Les chiffres relatifs aux ventes d’automobiles en décembre et janvier n’ont pas encore été publiés. Le dernier AMIC Report, l’unique rapport spécialisé dans les études du marché de l’automobile égyptien, est celui de novembre. Alaa Al-Sabea s’attend à ce que la baisse de régime du marché de l’automobile dure jusqu’en avril. « Le recul des ventes de voitures est perceptible depuis octobre, les gens ayant anticipé une baisse des prix des voitures neuves en janvier, avec l’élimination des droits de douane sur les voitures importées d’Europe et la mise en oeuvre intégrale de l’accord de libre-échange avec l’UE », explique-t-il.
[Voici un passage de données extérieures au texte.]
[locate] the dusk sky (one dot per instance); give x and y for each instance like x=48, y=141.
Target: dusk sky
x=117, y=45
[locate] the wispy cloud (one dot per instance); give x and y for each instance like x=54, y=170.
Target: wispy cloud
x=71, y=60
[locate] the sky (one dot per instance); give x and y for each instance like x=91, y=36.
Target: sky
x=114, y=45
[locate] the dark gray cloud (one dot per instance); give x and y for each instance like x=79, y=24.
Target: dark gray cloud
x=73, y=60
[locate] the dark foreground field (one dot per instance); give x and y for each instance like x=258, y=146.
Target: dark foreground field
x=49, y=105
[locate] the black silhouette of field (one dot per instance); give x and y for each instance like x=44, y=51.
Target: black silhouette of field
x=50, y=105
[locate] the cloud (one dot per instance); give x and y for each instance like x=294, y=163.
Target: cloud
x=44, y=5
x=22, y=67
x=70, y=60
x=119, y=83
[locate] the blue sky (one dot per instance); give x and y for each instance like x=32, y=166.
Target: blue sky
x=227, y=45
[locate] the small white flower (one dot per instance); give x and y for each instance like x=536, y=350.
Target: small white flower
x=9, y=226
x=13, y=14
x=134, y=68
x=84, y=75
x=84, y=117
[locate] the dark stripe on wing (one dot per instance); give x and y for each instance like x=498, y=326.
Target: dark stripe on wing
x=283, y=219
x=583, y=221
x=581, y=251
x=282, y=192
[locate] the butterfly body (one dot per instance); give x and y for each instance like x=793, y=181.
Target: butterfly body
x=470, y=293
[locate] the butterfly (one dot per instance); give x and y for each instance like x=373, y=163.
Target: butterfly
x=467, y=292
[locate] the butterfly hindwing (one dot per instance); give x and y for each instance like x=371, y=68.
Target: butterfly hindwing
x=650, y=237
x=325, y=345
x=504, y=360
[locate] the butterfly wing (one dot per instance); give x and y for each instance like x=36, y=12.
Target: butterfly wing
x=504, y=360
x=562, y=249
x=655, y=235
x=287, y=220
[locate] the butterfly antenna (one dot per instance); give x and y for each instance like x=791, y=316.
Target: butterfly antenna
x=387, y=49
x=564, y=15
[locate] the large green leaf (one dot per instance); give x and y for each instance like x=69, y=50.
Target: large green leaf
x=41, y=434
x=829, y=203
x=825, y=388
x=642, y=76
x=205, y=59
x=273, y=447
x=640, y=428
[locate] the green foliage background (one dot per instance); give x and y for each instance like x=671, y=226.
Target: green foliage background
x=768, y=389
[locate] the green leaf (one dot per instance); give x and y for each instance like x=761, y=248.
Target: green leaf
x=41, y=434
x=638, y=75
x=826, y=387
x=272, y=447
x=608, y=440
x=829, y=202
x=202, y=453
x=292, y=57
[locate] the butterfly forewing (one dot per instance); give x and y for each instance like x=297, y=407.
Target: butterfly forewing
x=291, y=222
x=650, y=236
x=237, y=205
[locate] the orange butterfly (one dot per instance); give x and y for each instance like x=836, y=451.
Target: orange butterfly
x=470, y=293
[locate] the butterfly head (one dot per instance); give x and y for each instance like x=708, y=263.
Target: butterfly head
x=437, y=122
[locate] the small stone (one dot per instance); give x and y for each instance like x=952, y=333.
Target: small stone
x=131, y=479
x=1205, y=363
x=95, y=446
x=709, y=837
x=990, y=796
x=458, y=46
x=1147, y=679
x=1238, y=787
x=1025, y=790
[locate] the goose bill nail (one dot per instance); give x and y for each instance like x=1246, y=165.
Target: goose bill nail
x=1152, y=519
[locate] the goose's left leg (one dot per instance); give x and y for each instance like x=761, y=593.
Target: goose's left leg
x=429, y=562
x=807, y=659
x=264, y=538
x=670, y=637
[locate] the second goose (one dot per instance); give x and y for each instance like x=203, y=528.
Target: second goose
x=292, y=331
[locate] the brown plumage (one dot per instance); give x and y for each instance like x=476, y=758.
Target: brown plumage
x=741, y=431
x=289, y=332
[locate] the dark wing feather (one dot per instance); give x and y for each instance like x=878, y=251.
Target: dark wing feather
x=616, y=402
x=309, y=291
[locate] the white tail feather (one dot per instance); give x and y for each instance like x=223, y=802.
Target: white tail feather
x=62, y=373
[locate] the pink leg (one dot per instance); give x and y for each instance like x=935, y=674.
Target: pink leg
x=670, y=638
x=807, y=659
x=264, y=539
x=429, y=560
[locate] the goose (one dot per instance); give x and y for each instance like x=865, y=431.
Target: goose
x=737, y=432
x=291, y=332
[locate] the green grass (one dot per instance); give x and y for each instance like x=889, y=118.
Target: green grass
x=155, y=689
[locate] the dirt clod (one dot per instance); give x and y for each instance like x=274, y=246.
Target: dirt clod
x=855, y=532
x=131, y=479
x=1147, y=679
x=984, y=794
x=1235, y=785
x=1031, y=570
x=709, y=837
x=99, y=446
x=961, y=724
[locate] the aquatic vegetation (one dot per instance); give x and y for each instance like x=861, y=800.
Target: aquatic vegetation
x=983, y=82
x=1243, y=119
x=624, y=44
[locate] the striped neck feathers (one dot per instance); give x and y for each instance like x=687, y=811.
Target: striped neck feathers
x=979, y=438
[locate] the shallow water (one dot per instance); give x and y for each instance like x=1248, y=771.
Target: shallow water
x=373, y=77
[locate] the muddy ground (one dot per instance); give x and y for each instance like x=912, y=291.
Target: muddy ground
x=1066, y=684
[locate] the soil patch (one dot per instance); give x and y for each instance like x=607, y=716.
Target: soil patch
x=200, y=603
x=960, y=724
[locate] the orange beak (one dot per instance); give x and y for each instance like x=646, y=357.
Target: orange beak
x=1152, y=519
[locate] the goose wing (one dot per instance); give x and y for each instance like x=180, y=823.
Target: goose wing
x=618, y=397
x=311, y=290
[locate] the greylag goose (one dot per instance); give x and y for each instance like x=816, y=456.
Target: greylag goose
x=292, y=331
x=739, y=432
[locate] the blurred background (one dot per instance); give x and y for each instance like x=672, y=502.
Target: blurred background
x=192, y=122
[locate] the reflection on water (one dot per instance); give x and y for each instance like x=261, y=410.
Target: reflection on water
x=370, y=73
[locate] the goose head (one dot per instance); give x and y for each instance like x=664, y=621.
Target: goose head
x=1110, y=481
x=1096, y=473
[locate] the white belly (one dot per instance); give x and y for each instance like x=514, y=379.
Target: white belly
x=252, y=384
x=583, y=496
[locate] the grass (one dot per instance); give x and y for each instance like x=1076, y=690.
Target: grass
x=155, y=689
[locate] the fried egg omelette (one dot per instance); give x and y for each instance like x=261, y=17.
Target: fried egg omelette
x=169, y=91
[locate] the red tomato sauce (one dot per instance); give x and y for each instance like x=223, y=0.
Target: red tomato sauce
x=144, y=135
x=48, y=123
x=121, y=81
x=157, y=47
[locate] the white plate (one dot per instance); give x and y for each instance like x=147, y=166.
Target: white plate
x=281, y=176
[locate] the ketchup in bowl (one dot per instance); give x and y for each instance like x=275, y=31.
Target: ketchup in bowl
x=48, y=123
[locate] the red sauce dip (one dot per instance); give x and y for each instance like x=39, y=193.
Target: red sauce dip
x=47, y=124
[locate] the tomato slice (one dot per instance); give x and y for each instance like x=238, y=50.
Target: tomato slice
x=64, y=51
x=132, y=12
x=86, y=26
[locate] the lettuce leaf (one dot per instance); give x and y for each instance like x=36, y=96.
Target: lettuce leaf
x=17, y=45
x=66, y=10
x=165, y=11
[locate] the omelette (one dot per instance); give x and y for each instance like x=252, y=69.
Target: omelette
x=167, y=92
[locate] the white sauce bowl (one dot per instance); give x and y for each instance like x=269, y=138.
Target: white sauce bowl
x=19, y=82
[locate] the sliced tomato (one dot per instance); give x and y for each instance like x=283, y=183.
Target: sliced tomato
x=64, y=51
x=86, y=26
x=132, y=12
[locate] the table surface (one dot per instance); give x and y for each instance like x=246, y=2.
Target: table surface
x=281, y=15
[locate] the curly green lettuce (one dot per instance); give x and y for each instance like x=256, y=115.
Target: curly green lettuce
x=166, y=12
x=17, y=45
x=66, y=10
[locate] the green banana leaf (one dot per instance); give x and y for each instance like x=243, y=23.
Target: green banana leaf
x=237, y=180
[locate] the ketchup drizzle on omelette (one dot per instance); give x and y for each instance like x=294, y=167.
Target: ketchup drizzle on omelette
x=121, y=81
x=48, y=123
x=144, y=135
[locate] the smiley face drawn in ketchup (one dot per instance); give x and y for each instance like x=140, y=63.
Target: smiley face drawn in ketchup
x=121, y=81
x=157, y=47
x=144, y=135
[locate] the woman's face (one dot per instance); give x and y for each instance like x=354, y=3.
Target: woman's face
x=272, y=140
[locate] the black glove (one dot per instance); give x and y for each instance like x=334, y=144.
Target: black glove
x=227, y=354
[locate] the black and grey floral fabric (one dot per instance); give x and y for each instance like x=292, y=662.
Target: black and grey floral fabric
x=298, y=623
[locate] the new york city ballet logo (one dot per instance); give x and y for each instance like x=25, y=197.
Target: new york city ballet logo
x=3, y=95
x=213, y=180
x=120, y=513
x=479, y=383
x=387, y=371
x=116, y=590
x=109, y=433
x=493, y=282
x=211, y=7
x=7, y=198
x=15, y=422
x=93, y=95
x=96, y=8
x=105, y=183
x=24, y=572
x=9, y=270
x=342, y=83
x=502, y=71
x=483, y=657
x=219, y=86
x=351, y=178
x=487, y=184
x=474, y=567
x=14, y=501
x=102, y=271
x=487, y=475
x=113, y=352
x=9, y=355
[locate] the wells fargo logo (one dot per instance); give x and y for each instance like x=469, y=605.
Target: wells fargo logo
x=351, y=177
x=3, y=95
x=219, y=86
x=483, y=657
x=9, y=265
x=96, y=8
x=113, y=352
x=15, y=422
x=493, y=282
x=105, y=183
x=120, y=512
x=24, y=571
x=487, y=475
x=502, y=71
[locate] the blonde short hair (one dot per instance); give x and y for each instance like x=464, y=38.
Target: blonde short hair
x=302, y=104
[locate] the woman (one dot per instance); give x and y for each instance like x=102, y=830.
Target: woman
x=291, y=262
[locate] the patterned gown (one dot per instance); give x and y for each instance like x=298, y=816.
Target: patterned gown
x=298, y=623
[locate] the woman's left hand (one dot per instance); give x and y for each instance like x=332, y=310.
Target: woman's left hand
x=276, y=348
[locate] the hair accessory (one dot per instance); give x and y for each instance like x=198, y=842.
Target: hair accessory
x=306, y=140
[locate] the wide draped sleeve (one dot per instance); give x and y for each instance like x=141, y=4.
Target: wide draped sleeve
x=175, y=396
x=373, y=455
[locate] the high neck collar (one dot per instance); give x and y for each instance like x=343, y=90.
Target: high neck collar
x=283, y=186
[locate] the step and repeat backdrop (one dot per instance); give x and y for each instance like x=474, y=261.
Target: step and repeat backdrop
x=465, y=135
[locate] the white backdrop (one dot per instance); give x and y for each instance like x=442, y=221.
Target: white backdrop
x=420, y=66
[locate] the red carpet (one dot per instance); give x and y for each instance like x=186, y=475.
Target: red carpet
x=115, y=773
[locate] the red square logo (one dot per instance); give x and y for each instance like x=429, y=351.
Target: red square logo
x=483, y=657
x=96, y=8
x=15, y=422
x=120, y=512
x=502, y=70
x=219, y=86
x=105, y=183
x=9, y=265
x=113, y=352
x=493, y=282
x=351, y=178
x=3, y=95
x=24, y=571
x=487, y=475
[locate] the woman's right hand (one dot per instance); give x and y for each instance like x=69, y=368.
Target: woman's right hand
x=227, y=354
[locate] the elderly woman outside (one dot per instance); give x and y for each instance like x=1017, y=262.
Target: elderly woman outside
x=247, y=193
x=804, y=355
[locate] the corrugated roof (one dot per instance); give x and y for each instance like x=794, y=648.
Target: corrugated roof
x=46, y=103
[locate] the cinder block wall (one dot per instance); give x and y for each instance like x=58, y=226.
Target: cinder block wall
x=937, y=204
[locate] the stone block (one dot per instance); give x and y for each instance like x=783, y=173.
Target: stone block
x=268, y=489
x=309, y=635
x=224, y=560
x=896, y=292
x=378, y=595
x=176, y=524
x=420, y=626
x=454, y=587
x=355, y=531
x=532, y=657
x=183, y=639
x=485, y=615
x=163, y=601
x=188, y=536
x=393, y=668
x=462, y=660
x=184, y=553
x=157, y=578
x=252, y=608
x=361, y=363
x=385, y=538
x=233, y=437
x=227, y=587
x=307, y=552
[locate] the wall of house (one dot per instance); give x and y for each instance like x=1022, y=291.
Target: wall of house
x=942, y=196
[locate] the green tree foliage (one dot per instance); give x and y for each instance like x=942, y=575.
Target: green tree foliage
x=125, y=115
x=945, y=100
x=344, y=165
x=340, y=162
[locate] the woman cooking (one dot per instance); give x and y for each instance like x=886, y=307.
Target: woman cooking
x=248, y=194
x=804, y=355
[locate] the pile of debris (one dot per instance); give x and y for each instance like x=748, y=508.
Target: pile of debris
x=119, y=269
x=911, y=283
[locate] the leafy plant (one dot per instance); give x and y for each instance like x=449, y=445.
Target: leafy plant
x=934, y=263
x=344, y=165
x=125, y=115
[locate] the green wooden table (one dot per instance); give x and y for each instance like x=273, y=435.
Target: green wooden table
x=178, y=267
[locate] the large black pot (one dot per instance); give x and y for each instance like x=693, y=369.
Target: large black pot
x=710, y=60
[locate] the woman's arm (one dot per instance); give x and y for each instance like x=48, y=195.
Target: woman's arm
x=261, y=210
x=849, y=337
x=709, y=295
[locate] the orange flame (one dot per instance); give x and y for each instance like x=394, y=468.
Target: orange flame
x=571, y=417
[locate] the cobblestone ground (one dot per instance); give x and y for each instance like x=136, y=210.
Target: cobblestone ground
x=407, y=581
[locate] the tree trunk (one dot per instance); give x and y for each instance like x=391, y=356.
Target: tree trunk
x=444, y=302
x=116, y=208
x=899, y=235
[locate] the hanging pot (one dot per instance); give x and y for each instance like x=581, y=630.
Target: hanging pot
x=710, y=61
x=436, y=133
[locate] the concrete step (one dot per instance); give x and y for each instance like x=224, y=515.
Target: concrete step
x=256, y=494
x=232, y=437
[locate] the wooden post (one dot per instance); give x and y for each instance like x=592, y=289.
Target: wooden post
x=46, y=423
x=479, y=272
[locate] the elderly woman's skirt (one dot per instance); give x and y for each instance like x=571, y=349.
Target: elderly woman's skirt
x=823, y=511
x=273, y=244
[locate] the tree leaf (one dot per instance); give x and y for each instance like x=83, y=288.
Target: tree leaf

En janvier, environ 23 marques d’automobiles européennes ainsi que d’autres ont annoncé des baisses de prix, commençant de 2 000 L.E. et atteignant un million de L.E. pour les marques haut de gamme comme Mercedes. Toutefois, la campagne « Laisse-la rouiller » estime que ces réductions ne sont pas à la hauteur de la baisse des tarifs douaniers.
Al-Mansour Automotive, le plus grand concessionnaire de General Motors dans le monde, qui détient également des franchises pour Opel, Chevrolet, Cadillac, Suzuki et Isuzu, a baissé les prix de Peugeot, Opel et GM. Le prix de l’Astra, un modèle d’Opel, est ainsi passé de 385 000 L.E. à 329 000 L.E. Les autres voitures Opel ont, elles, connu des réductions variant entre 30 000 et 40 000 L.E. La Logan de Renault a connu une baisse de 7 000 L.E., pour passer à 225 000 L.E., tandis que les prix des modèles d’Alfa Romeo ont connu des baisses entre 27 000 et 70 000 L.E.
Ossama Allam, responsable des ventes dans l’une des branches d’Al-Masriya Auto, indique que même les voitures asiatiques ont connu des baisses de prix de quelques milliers de L.E., et ce, dans le but d’activer le marché.
D’un point de vue général, le marché automobile est en ralentissement depuis 2016, suite à la dévaluation de la livre égyptienne. Si les ventes ont connu une hausse de 37,9 % au premier semestre 2018 — 63 948 unités (bus inclus) ont été vendues, contre 46 371 unités au premier semestre 2017 —, elles sont toujours à un niveau bas comparé à celui de la période précédant le flottement.